The current logic for defining ehdr_start doesn't match the GNU linkers, whereas LLD does not define ehdr_start whenever a linker script is being used, while GNU linkers defined the symbol whenever there's a loadable segment which contains ELF headers. This change modifies LLD to use the same logic as GNU linkers.

This is complicated by the fact that LLD checks undefined symbols while scanning relocations, which happens before binary layout is finalized and program headers have been created. To handle this, we define the __ehdr_start symbol unconditionally, and only check whether it should have been defined after program headers have been created; if not and there are references to this symbol, we report an error.

Fixes https://bugs.llvm.org/show_bug.cgi?id=32367

Diff Detail

Repository
rL LLVM

Event Timeline

phosek created this revision.May 4 2017, 5:36 PM
ruiu added inline comments.May 5 2017, 1:40 PM
ELF/Writer.cpp
1190

What is this doing?

1195

Re-scanning all relocations is probably too slow.

phosek added inline comments.May 5 2017, 2:52 PM
ELF/Writer.cpp
1190

The idea is that ElfSym::EhdrStart is only defined if needed by addOptionalRegular, so if it's nullptr we can ignore it.

1195

I'm aware of that, do you have any ideas on how to do it faster? I don't know if there's any way to find relocations for a given symbol which is what's really needed here. Alternative would be to print an error without giving section and offset info, but that'll make it inconsistent with error reports for regular undefined symbols.

ruiu edited edge metadata.May 5 2017, 2:58 PM

Isn't there any way to determine if a ELF header is going to be included in some segment before scanning relocations?

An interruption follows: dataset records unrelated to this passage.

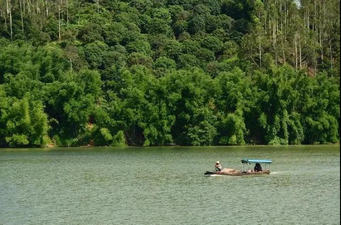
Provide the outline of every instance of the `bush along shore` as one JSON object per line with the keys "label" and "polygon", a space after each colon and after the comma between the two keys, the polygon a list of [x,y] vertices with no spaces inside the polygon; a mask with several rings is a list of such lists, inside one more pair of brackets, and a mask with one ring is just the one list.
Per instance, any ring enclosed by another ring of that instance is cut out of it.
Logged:
{"label": "bush along shore", "polygon": [[0,147],[338,143],[340,8],[0,0]]}

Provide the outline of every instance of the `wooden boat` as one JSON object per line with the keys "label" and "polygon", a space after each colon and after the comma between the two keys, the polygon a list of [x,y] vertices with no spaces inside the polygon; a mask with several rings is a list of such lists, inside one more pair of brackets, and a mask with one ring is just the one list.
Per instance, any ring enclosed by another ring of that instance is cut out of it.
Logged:
{"label": "wooden boat", "polygon": [[[221,171],[206,171],[204,174],[205,175],[227,175],[230,176],[243,176],[247,175],[262,175],[269,174],[270,173],[270,164],[272,162],[271,160],[241,160],[241,163],[243,163],[243,168],[240,169],[225,168]],[[250,164],[251,163],[256,163],[256,166],[254,169],[250,168],[245,169],[245,165]],[[261,164],[265,165],[264,169],[262,168]],[[269,165],[268,169],[267,169],[267,165]]]}

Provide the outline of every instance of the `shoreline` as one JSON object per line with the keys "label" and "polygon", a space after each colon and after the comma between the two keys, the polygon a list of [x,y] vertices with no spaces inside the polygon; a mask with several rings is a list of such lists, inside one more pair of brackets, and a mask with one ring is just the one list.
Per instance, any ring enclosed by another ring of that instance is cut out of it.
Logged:
{"label": "shoreline", "polygon": [[46,147],[1,147],[1,149],[51,149],[54,148],[188,148],[188,147],[197,147],[197,148],[234,148],[240,147],[289,147],[289,146],[326,146],[326,145],[340,145],[340,143],[328,143],[328,144],[302,144],[302,145],[209,145],[209,146],[190,146],[190,145],[160,145],[160,146],[127,146],[125,147],[112,147],[112,146],[49,146]]}

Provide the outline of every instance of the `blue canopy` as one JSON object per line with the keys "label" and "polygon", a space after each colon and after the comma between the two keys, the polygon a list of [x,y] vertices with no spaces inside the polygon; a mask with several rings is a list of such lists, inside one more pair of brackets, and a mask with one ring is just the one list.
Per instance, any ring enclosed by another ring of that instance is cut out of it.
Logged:
{"label": "blue canopy", "polygon": [[243,163],[267,163],[270,164],[272,162],[271,160],[248,160],[243,159],[241,160],[241,162]]}

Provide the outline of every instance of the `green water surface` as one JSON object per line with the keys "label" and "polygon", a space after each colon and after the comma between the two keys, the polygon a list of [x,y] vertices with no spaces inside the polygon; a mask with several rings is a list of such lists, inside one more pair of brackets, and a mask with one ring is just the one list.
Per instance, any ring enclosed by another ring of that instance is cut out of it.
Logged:
{"label": "green water surface", "polygon": [[[0,149],[0,224],[338,225],[340,150]],[[242,158],[272,160],[271,173],[204,175]]]}

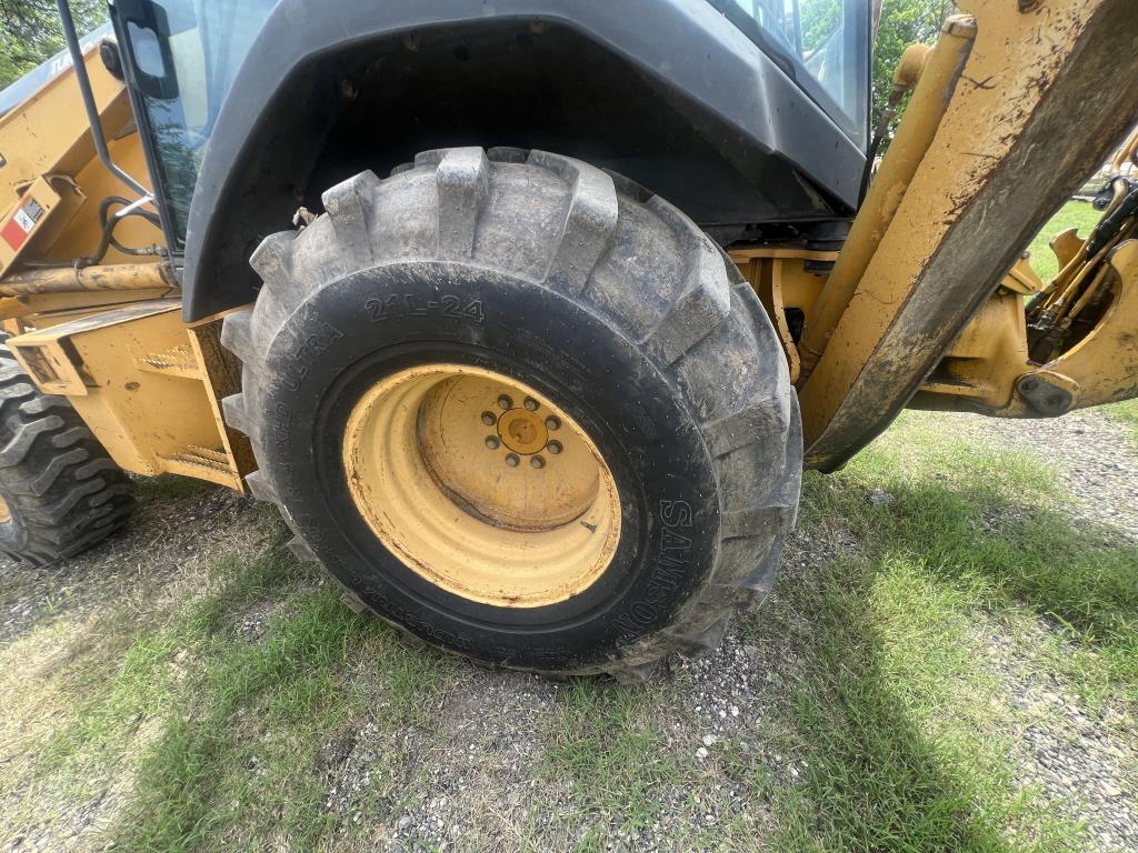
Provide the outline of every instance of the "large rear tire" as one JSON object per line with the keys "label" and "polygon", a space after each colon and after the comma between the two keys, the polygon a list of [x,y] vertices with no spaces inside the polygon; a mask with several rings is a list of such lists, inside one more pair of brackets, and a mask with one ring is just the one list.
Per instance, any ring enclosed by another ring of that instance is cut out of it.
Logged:
{"label": "large rear tire", "polygon": [[480,661],[644,677],[769,590],[797,398],[750,287],[659,197],[541,151],[428,151],[267,238],[226,417],[296,550]]}
{"label": "large rear tire", "polygon": [[7,339],[0,336],[0,553],[49,565],[117,530],[134,499],[67,399],[42,394]]}

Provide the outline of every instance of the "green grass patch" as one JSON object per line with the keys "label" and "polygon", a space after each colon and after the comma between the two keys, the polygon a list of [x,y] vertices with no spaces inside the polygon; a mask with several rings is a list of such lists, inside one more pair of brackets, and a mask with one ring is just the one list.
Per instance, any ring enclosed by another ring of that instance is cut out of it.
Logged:
{"label": "green grass patch", "polygon": [[1114,403],[1110,406],[1104,406],[1103,411],[1112,420],[1119,421],[1128,428],[1130,439],[1133,441],[1135,447],[1138,447],[1138,399]]}
{"label": "green grass patch", "polygon": [[651,720],[658,698],[599,679],[577,679],[559,691],[546,721],[545,772],[570,782],[575,812],[616,818],[626,830],[659,812],[660,787],[678,778],[679,767]]}
{"label": "green grass patch", "polygon": [[1067,229],[1078,229],[1080,237],[1088,237],[1098,224],[1102,210],[1096,210],[1089,201],[1067,201],[1058,213],[1044,225],[1042,230],[1031,241],[1031,266],[1046,284],[1058,274],[1058,262],[1050,249],[1050,241],[1056,234]]}
{"label": "green grass patch", "polygon": [[325,745],[369,720],[427,721],[450,662],[352,613],[282,540],[222,560],[211,591],[168,615],[108,613],[104,645],[53,673],[74,707],[31,750],[34,784],[82,800],[97,793],[83,778],[130,768],[116,850],[314,848],[343,819],[324,805]]}
{"label": "green grass patch", "polygon": [[844,471],[807,477],[801,524],[857,552],[784,583],[749,622],[797,661],[770,743],[799,777],[787,786],[766,761],[749,775],[776,848],[1083,848],[1077,823],[1016,782],[993,632],[1033,644],[1091,703],[1138,703],[1138,549],[1062,513],[1034,457],[934,423],[902,416]]}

Or, do you have any problem if you unconditionally define the symbol (and set it to zero if the condition is not satisfied)?

phosek added a comment.May 5 2017, 3:08 PM
In D32887#747666, @ruiu wrote:

Isn't there any way to determine if a ELF header is going to be included in some segment before scanning relocations?

I can add a method to LinkerScript that checks if ELF header is going to included and define __ehdr_start conditionally based on that, would that be fine with you?

ruiu added a comment.May 5 2017, 3:10 PM

It depends on complexity, but worth a try.

phosek updated this revision to Diff 98045.May 5 2017, 8:00 PM
phosek added a comment.May 5 2017, 8:03 PM

That solution isn't going to work because it wouldn't handle case where we only have SECTIONS with enough space for headers. I have added a test case for that. A solution to avoid rescaning all relocations I have implemented is to simply collect all references to __ehdr_start during the existing scan and then report the error if needed.

phosek updated this revision to Diff 98249.May 8 2017, 7:54 PM
ruiu added a comment.May 9 2017, 11:16 AM

I'm reluctant to introduce a new concept of SymbolReference just for ehdr_start symbol which is frankly speaking not that important. You needed these new concepts for defining ehdr_start only when an ELF header is memory-allocated, right? Is there any problem if you always define that symbol and leave it zero if an ELF header is not in an allocated segment?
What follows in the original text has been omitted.